Professor Venkatesh and her team have tackled a wide range of problems of societal significance, including the critical areas of autism, security and aged care. The outcomes have impacted the community and evolved into publications, patents, tools and spin-off companies.

Prof. Sanghamitra Bandyopadhyay

Indian Statistical Institute, India

Title

Artificial Intelligence Techniques for Making Biological Discoveries: Some Case Studies

Abstract

Artificial Intelligence techniques are finding increasingly innovative applications in life sciences for making novel discoveries and for gaining deeper insights into various processes of life.

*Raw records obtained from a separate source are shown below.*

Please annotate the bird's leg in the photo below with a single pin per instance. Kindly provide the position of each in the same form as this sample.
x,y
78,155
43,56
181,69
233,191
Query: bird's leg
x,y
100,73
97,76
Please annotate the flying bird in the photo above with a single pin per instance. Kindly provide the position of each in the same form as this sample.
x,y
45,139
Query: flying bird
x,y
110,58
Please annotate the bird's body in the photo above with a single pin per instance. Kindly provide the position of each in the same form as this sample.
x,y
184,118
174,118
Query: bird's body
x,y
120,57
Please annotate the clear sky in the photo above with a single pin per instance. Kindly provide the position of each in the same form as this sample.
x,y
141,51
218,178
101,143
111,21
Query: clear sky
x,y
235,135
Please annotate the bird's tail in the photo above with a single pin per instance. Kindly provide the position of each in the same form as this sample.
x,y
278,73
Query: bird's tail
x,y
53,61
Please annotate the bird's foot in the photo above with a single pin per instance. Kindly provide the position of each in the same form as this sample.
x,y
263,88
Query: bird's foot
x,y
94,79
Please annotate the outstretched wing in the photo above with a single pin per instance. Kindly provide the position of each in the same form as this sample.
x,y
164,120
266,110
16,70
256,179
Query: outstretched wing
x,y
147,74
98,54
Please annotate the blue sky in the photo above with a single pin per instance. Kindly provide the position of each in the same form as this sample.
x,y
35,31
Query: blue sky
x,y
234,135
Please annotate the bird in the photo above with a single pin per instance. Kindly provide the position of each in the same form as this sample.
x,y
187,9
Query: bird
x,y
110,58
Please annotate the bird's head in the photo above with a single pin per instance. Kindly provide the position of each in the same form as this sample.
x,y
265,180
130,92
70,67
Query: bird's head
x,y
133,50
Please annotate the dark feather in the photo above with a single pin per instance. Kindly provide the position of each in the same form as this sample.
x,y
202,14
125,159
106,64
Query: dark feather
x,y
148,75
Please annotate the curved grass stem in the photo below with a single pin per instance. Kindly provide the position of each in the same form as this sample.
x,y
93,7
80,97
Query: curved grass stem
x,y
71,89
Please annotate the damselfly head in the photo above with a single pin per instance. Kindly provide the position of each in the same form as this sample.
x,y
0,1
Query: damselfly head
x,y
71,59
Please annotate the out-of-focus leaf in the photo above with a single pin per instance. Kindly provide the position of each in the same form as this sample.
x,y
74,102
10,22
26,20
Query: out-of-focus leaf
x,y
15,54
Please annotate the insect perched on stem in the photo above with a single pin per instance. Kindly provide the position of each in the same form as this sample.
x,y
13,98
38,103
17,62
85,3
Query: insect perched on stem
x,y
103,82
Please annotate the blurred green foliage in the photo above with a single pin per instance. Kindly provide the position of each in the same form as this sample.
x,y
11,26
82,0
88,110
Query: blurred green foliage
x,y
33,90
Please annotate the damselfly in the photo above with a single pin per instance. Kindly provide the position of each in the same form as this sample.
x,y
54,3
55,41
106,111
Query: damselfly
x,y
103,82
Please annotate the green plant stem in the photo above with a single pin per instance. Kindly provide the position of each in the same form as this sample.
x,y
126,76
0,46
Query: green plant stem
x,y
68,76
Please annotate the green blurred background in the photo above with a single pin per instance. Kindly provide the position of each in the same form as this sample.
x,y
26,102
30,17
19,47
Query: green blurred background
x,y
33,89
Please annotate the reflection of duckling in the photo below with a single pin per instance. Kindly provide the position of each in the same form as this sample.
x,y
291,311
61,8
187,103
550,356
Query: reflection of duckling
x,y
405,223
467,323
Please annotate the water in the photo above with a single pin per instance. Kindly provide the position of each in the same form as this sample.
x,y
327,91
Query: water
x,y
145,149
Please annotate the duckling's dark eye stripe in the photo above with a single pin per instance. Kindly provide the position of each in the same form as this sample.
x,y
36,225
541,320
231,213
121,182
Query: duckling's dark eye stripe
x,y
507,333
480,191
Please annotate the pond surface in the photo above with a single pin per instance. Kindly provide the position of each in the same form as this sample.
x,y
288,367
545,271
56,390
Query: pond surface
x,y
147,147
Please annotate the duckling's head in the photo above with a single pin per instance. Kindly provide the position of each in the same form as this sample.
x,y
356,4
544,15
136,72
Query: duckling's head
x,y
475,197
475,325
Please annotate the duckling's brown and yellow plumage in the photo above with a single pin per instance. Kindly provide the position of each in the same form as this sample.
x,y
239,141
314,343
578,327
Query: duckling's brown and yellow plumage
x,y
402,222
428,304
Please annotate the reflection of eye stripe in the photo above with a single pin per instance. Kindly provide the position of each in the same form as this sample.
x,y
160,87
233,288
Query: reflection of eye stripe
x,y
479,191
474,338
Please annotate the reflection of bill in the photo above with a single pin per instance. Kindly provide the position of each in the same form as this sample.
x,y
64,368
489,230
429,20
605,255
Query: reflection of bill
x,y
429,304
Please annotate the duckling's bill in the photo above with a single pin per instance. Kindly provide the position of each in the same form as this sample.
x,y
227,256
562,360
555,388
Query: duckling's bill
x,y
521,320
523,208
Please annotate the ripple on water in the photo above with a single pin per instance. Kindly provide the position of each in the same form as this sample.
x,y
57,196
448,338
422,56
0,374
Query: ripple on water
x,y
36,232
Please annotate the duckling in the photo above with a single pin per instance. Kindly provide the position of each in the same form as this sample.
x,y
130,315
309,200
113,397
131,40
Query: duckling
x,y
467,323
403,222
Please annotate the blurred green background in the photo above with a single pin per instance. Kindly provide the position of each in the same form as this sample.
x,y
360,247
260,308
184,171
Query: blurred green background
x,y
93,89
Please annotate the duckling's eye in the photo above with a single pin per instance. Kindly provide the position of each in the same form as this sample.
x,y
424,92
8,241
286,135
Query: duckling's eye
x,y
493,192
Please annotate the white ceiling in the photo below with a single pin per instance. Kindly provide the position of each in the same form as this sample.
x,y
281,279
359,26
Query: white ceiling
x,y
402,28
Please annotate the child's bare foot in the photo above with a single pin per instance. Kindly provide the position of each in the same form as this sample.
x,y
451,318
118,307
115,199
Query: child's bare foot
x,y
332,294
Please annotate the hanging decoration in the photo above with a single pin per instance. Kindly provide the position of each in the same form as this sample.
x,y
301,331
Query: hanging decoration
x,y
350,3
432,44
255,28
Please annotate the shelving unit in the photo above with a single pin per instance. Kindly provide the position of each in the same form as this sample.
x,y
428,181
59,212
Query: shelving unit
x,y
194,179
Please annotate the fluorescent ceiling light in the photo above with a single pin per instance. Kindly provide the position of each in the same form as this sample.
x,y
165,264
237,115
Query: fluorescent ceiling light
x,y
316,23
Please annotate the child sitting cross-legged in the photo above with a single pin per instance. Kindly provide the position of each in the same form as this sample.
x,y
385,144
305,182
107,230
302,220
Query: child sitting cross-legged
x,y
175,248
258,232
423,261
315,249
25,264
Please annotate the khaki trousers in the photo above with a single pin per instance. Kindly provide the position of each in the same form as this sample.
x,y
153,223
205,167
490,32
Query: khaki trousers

In this talk we will first present an overview of molecular biology and bioinformatics. We will then discuss case studies in three areas, namely single cell RNA-seq data analytics, multiobjective optimization in drug design and graph based approaches in drug interaction studies.

Bio
Prof. Sanghamitra Bandyopadhyay did her B Tech, M Tech and Ph.D. in Computer Science from Calcutta University, IIT Kharagpur and Indian Statistical Institute respectively. She then joined the Indian Statistical Institute as a faculty member, and became the Director in 2015. Since 2020 she is continuing in her second tenure as the Director of the Institute. Her research interests include computational biology, soft and evolutionary computation, artificial intelligence and machine learning. She is the recipient of several awards including the Shanti Swarup Bhatnagar Prize in Engineering Science, TWAS Prize, Infosys Prize, JC Bose Fellowship, Swarnajayanti fellowship, INAE Silver Jubilee award, INAE Woman Engineer of the Year award (academia), IIT Kharagpur Distinguished Alumni Award, Humboldt Fellowship from Germany, Senior Associateship of ICTP, Italy, young engineer/scientist awards from INSA, INAE and ISCA, and Dr. Shanker Dayal Sharma Gold Medal and Institute Silver from IIT, Kharagpur, India. She is a Fellow of the Indian National Science Academy (INSA), National Academy of Sciences, India (NASI), Indian National Academy of Engineers (INAE), Indian Academy of Sciences (IASc), Institute of Electrical and Electronic Engineers (IEEE), The World Academy of Sciences (TWAS), International Association for Pattern Recognition (IAPR) and West Bengal Academy of Science and Technology. She serves as a member of the Science, Technology and Innovation Advisory Council of the Prime Minister of India (PM-STIAC). In 2022, she received the Padma Shri award, the fourth highest civilian award of the Government of India.